What I found is that, despite the government’s efforts, some parts of California still lack basic facilities for MAT. Eight of the top nine California counties with the highest opioid overdose rates in 2017 don’t have a single methadone clinic.
In addition, I identified almost 100 California facilities that confirmed for me over the phone that they treat opioid addiction, but don’t offer MAT. Another several hundred facilities aren’t licensed to provide MAT. That doesn’t mean clients at those facilities can’t get MAT. Like Stephanie, they could get medicine in one clinic and additional counseling somewhere else. But such a bifurcated system forces already vulnerable people to get treatment in two different places that may send them conflicting messages. State and county officials are trying to get everyone on the same page, but some treatment providers I talked with thought it would take years to do so. What happens to those who come into the system in the meantime? “We’re hoping it’s not going to be a bad experience,” says Garrett Stenson, C.O.R.E.’s program director.
Finally, a significant minority of treatment centers are reluctant to embrace MAT for philosophical reasons. There’s a lingering belief among some in the treatment industry that taking methadone or buprenorphine is trading one addiction for another. “Oh, no, no, no, that’s not recovery,” the man who picked up the phone at Latinos Recovery Home in Los Angeles told me in November. “That’s just a Band-Aid from one drug to another.” (Nobody at Latinos Recovery Home responded to a request for comment in April, after the law requiring licensed residential centers to accept MAT patients had gone into effect.)

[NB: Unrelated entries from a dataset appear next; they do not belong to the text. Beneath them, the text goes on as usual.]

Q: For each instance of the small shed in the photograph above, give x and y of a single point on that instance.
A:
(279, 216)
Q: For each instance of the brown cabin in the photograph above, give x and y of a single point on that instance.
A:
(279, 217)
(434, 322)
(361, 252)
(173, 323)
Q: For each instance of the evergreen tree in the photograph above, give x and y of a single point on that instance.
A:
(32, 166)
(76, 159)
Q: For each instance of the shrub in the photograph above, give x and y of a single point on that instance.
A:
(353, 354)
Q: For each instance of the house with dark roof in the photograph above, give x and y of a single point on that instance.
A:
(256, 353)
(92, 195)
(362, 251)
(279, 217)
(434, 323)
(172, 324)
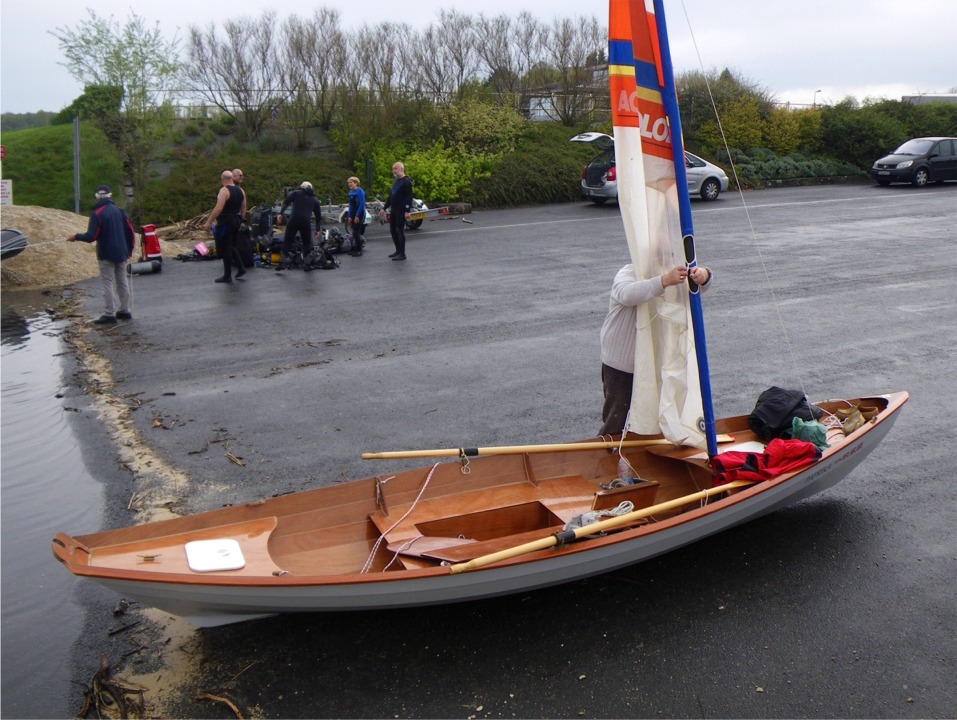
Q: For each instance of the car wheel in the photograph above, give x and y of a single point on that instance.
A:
(921, 177)
(710, 189)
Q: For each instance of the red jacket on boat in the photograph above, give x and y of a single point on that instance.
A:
(779, 456)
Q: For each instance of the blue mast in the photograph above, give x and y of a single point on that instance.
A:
(670, 102)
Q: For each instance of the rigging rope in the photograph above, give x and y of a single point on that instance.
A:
(375, 548)
(747, 210)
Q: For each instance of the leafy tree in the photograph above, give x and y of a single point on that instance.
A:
(853, 134)
(141, 62)
(97, 101)
(782, 132)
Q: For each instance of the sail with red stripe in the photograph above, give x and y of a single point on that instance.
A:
(668, 392)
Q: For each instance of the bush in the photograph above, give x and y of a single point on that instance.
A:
(545, 168)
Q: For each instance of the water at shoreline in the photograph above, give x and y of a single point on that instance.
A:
(45, 488)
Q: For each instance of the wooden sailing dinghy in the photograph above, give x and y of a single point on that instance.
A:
(500, 521)
(405, 540)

It’s true that methadone and bupe are both opioids, can produce highs, and can make people overdose. People can resell these medications on the black market, just as they do prescription painkillers like OxyContin and Percocet. A third FDA-approved MAT medication, naltrexone, works a bit differently from the other two: It hugs the opioid receptors in the brain tightly, preventing addictive opioids from slipping in and triggering euphoria, so it’s not as controversial. But one study found that only about 11 percent of people stick to their naltrexone treatment. Addiction doctors like to see clinics have all three medicines on deck, so patients can use the one that works best with their brain chemistry.
Beyond that, the alternatives are grim. The irony of seeking any help for opioid addiction is that, while it’s the first step toward reclaiming a life, it also puts people in a precarious position. The brain gets used to being flooded repeatedly with opioids, whether from pills, heroin, or other street drugs. As the body builds tolerance, it starts reacting less, which means that users get less of a high: Nothing’s like the first time. A less-reactive brain also means opioids don’t trigger side effects, like suppressed breathing, as strongly in heavy users.
Once someone has undergone a detox, however, her brain’s sensitivity to opioids rebounds. If she falls off the wagon and tries to take a hit of a similar size to what she would have used before treatment, it can overwhelm her brain and stop her breathing.
Several years ago, Kodi Gimblin, another C.O.R.E. client, picked up one of her friends from rehab and drove him—as he requested—to his heroin dealer. “I was one of the few that he knew would show up for him,” she tells me via text.
Before she dropped out of college, Gimblin was taking classes to become a nurse, so she knew what would happen. Her friend wasn’t on methadone because his insurance didn’t cover it, she says. She begged him not to inject as much as he’d used to. Even his dealer tried to explain.
“He kept telling me that he hadn’t even been clean for two months, it’ll be fine,” she writes. “[H]e didn’t even get the whole shot inside his arm when he overdosed.” She drove him to the emergency room, and he survived the overdose.
“That’s the tragedy of detox,” says Brian Hurley, an assistant professor of addiction medicine at the University of California–Los Angeles. “Detox sets people up to overdose unless people are participating in some ongoing relapse prevention or recovery maintenance”—that is, ongoing dosing with methadone, buprenorphine, or naltrexone.
Most people stay on MAT for anywhere from six months to three years. Relapses are common among those who stop before two years. For those with deeply entrenched addictions, it’s possible to be on MAT for life. America may just be waking up to its opioid addiction crisis now, but for those affected, it will take years—maybe a lifetime—to heal.
When the Doctor Tells You to Keep Using Heroin
The part of California that’s been hit hardest by opioid overdoses sits outside the popular conception of the Golden State, which is bracketed by San Francisco in the north and Los Angeles in the south. Californians call the San Francisco Bay region Northern California, or “NorCal,” but, geographically speaking, it’s more like MidCal. If you were taking a road trip up the state, you’d still have five more hours of driving from SF before you hit the Oregon border.
Gimblin is from northern-northern California, which is a patchwork of farmland and forest. She grew up in Princeton, a 300-person town whose downtown comprises six blocks on the west bank of the Sacramento River. You can see the stars out there, and she swears you can breathe better. When she was a kid, the family had a lot of parties, had people over for drinks and card games. “I was a textbook alcoholic, but a functioning one,” she says. That wasn’t so long ago. Gimblin is only 26. She started smoking Opana, a prescription painkiller, and injecting heroin, during college.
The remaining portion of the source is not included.